A car is a car is a car

Sometimes, cars don’t live up to their names. Sometimes they do, unfortunately

July 16, 2014 06:26 pm | Updated 06:26 pm IST - chennai:

Funny Cars are for wonder, even envy, anything but laughter. Here Funny Car icon John Force performs a burnout in his Castrol GTX High Mileage Ford Mustang at the recently-concluded Summit Racing Equipment NHRA Nationals at Ohio

Funny Cars are for wonder, even envy, anything but laughter. Here Funny Car icon John Force performs a burnout in his Castrol GTX High Mileage Ford Mustang at the recently-concluded Summit Racing Equipment NHRA Nationals at Ohio

Specifications for Funny Cars hardly sound funny. Machines in the Funny Cars class of the National Hot Rod Association, which promotes organised drag racing in the United States and Canada, are allowed V8 engines, a displacement of around eight litres and an output of around 8,000 hp.
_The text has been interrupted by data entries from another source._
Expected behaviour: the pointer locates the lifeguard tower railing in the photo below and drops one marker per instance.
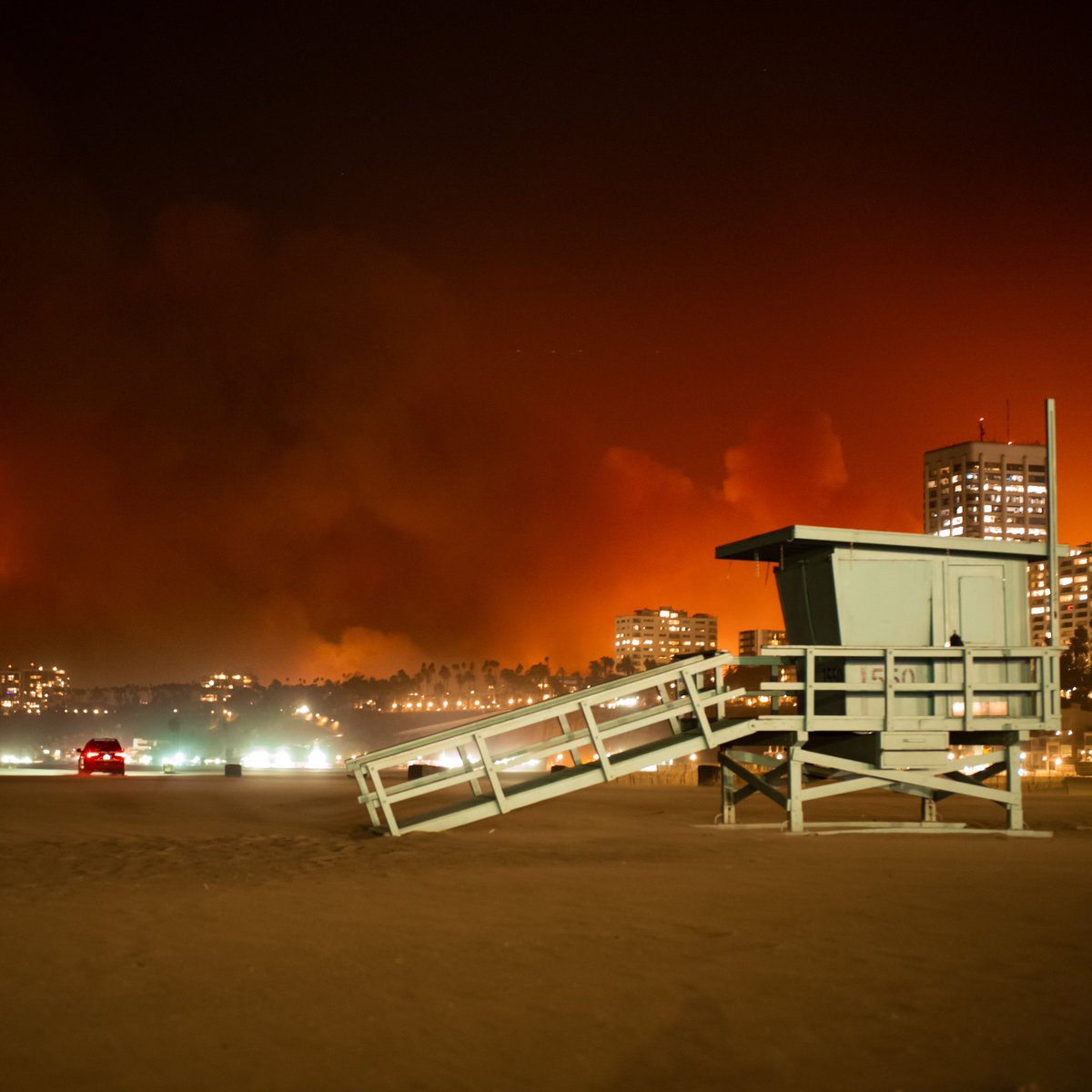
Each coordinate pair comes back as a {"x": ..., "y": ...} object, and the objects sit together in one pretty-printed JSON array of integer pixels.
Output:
[
  {"x": 928, "y": 722},
  {"x": 557, "y": 746},
  {"x": 823, "y": 721}
]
Pretty much delivering a hurricane, Funny Cars may evoke wonder. Probably envy in someone driving a midget car with a three-cylinder engine — that’s me. But they are not made to raise a laugh.

These machines, which put on fake bodies carefully crafted to capture the look of any of the popular marques of their times, began to be called ‘funny cars’ in the 1960s because they were the automobile equivalent of any animal with longer hind legs. Placed a bit up the chassis, the rear wheels of a Funny Car contrasted with those of a stock car. And the rear tyres of a Funny Car were bigger. Performance, not humour, was the objective of these measures.

Stepping back from such specifics and taking in the overall picture, these cars don’t strike you as funny. Some of the machines in the Sudha Cars Museum in Hyderabad are more deserving of the ‘funny cars’ tag. With functional cars and bikes resembling vegetables, sports equipment (including a football and a cricket ball), stationery items and a caboodle of other everyday things, they are whacky, a term aptly given to them by the man behind the museum, K. Sudhakar, who designs vehicles of this nature as a hobby.

The museum, which has been written about widely, is just a digression and this column is about the naming game. About cars that have not lived up to their names or tags. About cars that have, unfortunately. And about cars that have been curiously named.

Among examples readily springing to mind is Endurance, which rolled out of Coventry. This car, hailed as an improvement on the Benz around the time it was going to see the light, lasted just two years, from 1899 to 1901.

There is another car brand that was snuffed out in its infancy; but, this time, it was the case of a car living up to its name. Dewcar proved to be as transient as dew, having a run (1913 to 1914) even shorter than Endurance’s.

This unfortunately-named car belonged to a class called ‘cycle cars’, which were lightweight, economical vehicles that lay somewhere between a motorcycle and a car in terms of design, comfort and pricing. Their main attraction was the price. Cycle cars were blown out of the market when the big car manufacturers began to offer models that were easier on the wallet.

Talking about cycle cars, there was one that justified its name. Economic, in production between 1919 and 1922, was an object lesson in frugality. In the eagerness to cut costs, it was denied a windscreen, a factor that made the Economic look very different from most other cars of its times.

Moving on to the subject of cars with striking names, my amazement at how the Goliath brand of cars and three-wheeler trucks got their name, is boundless. I wonder how the name was chosen especially because it is common knowledge how a gentleman by that name fared in a single combat. But, in my opinion, Goliath, a German brand, had a decent run, doing well as long as it lasted.

Probably the best in the class of funnily named cars, is one that was named ‘One Of The Best’. It would have been more palatable if the car manufacturer had arrogantly named the machine ‘The Best’ and spared us such a long-winding modest name. Just imagine calling a car showroom with “Can I test drive One-Of-The-Best this Sunday?” There are indications that ‘One Of The Best’ lasted less than a year. The man behind this British car is reported to have been in the business of making jacks before being taken captive by the desire to produce ‘one of the best’ machines in automobile history.

The automobile field is overrun with machines whose names were thought up in a hurry, but I will stop with just one more. Esculapeus. Anyone with a taste for Chaucerian poetry will have encountered Esculapeus, a physician, on the pages of The Canterbury Tales.  It was a small car made only for doctors, a fact advertised by a space in the car designed specially for their bags. Are you surprised Esculapeus the car died a premature death, lasting just one summer?